When using strict_variant, you thus control directly exactly what extra heap allocations are made in support of strong exception-safety, and it happens in a transparent way -- you don't pay for anything you don't use.

If you can manage to make all your types no-throw move constructible, then you get ideal variant performance -- no storage overhead, no extra copies or dynamic allocations, and no empty state to worry about.

easy_variant

We provide a template alias easy_variant which takes care of these details if you don't care to be bothered by the compiler about a throwing move / dynamic allocation.

(Some programmers would prefer that the compiler not start making dynamic allocations without a warning, just because some noexcept annotation was not deduced the way they expected. But programmer convenience is a good thing too.)

Specifically, any type that you put in the easy_variant which has a throwing move will be wrapped in recursive_wrapper implicitly.

namespace strict_variant {
  template <typename ... Ts>
  using easy_variant = variant<wrap_if_thowing_move_t<Ts>...>;
}

where wrap_if_throwing_move_t is

namespace strict_variant {
  struct <typename T, typename = mpl::enable_if_t<std::is_nothrow_destructible<T>::value && !std::is_reference<T>::value>>
  struct wrap_if_throwing_move {
    using type = typename std::conditional<std::is_nothrow_move_constructible<T>::value,
                                           T,
                                           recursive_wrapper<T>>::type;
  };

  template <typename T>
  using wrap_if_throwing_move_t = typename wrap_if_throwing_move<T>::type;
}

So, easy_variant means that if something starts throwing in the future, you won't have to go back and change your variant declaration. But, if you can manage to make all the types involved no-throw move constructible, then you still don't pay anything for what you don't use.

Implicit Conversions

A secondary motivation of strict_variant is to reduce the errors caused by implicit conversions when using a variant, and help achieve consistent cross-platform behavior.

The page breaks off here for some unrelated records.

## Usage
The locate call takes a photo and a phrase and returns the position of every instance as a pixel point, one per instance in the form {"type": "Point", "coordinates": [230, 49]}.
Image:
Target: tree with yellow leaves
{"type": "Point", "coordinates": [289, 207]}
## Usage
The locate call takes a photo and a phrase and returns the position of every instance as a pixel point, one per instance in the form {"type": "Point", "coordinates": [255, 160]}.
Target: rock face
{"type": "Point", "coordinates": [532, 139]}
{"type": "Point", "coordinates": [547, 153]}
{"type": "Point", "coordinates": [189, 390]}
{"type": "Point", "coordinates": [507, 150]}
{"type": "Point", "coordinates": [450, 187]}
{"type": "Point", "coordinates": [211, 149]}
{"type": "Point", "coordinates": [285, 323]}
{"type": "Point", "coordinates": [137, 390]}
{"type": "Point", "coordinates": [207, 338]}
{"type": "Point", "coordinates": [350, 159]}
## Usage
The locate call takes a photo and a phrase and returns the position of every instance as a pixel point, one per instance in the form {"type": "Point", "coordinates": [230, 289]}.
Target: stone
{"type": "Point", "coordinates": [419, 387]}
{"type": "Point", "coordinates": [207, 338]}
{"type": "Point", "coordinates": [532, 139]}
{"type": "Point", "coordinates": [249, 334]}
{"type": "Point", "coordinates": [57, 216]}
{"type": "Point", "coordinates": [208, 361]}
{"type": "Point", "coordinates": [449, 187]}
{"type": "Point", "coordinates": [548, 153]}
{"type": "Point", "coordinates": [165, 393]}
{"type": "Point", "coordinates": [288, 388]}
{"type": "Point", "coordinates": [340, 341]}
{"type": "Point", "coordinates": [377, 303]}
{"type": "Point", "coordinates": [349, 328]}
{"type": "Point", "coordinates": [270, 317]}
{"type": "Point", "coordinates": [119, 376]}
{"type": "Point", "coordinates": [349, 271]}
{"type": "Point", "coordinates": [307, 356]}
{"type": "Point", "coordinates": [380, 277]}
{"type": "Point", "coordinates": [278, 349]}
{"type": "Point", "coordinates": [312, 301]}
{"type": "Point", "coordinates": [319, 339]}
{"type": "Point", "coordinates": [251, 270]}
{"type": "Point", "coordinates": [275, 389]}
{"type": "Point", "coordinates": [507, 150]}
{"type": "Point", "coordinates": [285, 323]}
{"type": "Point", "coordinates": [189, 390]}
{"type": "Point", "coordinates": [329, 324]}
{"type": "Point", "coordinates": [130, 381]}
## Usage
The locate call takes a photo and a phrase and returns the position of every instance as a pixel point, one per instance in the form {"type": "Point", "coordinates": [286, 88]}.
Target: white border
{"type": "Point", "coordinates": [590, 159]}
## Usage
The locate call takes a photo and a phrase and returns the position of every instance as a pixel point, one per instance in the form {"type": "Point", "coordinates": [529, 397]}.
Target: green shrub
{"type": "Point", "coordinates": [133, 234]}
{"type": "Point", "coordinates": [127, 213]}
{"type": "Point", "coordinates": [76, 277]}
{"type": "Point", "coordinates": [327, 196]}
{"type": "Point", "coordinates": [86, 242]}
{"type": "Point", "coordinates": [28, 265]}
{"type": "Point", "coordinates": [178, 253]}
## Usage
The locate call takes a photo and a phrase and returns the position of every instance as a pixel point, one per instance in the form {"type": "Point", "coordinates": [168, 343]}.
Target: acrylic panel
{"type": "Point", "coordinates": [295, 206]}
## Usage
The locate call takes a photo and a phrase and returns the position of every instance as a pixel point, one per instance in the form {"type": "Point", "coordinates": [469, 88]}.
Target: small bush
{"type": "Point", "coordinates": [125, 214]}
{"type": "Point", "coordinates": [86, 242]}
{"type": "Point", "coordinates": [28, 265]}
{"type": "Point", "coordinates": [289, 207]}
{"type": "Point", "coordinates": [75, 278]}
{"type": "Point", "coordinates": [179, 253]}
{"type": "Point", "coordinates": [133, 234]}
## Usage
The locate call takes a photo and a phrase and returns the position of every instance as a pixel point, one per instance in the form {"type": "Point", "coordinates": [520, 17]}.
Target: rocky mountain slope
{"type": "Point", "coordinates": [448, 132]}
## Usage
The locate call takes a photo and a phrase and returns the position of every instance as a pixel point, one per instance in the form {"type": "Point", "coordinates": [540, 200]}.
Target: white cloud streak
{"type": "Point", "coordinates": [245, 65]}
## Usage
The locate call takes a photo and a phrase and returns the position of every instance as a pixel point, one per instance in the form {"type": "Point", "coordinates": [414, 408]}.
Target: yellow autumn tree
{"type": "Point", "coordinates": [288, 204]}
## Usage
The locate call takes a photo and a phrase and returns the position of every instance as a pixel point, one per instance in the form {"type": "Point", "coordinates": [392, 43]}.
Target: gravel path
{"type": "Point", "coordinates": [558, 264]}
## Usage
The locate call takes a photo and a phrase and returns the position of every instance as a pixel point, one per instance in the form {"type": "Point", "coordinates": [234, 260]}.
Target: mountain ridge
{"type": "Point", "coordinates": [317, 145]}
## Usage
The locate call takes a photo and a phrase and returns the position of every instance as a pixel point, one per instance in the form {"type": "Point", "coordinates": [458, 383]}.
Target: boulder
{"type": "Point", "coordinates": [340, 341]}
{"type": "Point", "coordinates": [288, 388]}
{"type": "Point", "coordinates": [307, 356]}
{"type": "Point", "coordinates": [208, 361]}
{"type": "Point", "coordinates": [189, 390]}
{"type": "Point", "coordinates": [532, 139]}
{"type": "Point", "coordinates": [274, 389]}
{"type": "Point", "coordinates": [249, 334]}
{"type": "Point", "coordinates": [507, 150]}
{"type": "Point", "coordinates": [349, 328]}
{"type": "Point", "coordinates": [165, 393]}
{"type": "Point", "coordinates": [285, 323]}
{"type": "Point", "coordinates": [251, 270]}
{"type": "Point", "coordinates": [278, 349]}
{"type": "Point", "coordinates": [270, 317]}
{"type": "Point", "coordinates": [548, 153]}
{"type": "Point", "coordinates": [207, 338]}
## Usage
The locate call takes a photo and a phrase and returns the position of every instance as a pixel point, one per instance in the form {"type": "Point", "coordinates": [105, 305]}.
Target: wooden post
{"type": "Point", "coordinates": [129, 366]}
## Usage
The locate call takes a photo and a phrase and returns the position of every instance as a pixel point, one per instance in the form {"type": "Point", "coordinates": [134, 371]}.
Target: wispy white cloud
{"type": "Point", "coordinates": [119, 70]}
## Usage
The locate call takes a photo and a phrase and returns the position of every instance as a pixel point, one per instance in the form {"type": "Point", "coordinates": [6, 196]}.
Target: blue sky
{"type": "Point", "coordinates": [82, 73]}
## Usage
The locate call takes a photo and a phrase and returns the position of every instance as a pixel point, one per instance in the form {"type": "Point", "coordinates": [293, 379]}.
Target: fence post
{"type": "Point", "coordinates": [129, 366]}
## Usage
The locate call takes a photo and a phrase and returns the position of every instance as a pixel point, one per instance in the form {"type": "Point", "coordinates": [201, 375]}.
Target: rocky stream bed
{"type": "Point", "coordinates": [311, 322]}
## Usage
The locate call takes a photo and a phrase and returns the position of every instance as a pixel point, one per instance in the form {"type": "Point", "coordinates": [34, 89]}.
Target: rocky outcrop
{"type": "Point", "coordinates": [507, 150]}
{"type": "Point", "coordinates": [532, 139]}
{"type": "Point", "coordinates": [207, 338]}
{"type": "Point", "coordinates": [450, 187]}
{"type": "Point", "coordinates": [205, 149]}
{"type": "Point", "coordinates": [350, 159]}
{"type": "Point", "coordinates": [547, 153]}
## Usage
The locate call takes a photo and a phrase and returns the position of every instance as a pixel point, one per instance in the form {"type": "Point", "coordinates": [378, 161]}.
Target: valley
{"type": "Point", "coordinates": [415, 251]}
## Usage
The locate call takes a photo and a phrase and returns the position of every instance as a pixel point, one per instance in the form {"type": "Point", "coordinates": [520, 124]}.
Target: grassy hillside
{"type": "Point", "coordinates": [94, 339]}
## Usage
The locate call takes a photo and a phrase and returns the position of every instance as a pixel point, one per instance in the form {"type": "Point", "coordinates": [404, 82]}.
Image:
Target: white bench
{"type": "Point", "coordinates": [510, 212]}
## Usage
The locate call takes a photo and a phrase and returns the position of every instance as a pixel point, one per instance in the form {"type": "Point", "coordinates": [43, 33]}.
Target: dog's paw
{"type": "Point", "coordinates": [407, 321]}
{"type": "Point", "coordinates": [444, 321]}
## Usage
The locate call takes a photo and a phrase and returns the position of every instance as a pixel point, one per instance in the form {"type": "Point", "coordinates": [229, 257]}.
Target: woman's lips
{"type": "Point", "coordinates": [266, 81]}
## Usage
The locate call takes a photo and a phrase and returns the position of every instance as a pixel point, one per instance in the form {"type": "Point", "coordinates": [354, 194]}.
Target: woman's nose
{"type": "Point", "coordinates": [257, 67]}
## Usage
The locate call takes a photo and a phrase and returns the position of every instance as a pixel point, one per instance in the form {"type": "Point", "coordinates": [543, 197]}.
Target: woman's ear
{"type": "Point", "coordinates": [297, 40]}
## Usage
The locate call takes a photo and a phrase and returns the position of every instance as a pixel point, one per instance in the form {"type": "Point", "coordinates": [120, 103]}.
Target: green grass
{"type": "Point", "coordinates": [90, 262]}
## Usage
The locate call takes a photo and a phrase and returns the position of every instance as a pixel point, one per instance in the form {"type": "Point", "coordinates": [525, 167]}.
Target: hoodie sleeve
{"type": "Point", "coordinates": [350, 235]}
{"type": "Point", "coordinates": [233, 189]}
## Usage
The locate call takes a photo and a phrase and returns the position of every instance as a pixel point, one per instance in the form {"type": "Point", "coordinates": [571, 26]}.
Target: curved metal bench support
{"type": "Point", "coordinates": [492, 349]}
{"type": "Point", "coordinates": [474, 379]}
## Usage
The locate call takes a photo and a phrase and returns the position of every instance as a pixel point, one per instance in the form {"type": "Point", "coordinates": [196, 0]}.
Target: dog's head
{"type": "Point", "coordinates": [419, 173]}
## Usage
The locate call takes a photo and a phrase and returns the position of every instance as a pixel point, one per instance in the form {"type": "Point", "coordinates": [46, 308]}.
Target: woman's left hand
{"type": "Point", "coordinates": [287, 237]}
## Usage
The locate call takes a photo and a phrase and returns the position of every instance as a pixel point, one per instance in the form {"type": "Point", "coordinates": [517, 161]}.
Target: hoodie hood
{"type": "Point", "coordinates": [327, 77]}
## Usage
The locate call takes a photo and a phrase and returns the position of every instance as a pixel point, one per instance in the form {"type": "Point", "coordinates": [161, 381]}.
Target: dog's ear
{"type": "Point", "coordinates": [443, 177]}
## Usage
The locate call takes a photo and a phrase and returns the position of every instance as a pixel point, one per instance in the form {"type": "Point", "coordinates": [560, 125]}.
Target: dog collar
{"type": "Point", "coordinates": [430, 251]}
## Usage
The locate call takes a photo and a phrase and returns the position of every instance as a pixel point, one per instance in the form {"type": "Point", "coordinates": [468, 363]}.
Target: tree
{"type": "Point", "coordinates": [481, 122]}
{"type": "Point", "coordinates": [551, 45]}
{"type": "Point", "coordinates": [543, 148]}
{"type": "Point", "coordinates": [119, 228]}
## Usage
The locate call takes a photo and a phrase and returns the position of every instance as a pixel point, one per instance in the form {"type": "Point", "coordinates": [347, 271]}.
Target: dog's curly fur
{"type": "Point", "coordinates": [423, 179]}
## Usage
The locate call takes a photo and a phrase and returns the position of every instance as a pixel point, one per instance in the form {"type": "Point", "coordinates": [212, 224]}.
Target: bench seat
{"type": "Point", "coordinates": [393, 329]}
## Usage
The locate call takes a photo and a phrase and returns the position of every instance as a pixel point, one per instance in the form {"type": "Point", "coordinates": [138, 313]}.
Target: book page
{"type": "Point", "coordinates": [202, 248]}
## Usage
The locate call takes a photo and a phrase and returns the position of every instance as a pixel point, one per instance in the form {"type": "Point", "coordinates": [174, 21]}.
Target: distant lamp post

For instance, some programmers consider it very undesirable that the following code compiles without a warning or error.

boost::variant<std::string, int> v;

v = true;

When an assignment like this takes place, boost::variant determines what type will be used via overload resolution. That is, a function object f is created, which has overloads for std::string and int arguments. If overload resolution succeeds, then it determines which type will result inside of the variant.

A drawback of this is that it means that any C++ implicit conversions are permitted to take place when assigning a variant type.

Overload resolution is a core C++ language feature, and in 95% of cases it works very well and does the right thing.

However, in the 5% of cases where overload resolution does the wrong thing, it can be quite difficult to work around it. This includes the scenarios in which overload resolution is ambiguous, and those in an overload is selected which the user did not intend due to a subtle conversion.

Because integral types have so many permitted conversions, these problems are particularly obvious when you have a variant with several integral types.

This happens commonly when using variant types to interface with some scripting language for instance. The typical dynamically-typed scripting language will permit a variety of primitive values, so when binding to it, you may naturally end up with something like

boost::variant<bool, int, float, std::string, ...>

To make it easier to get good results when manipulating a variant like this, strict_variant prevents many implicit conversions from occurring when two arithmetic or pointer types types are involved.

Safe Conversions

When assigning or constructing a variant, some conversions which may be "surprising" or which are not totally portable are not permitted.

So for instance,

strict_variant<std::string, int> v;

v = true;

is an error because bool cannot be used to construct int within the variant, and

strict_variant<long, float> v;

v = 100;

is not ambiguous -- int to float is not allowed by our rules, so it is eliminated from the overload resolution using SFINAE, and long is unambiguously selected.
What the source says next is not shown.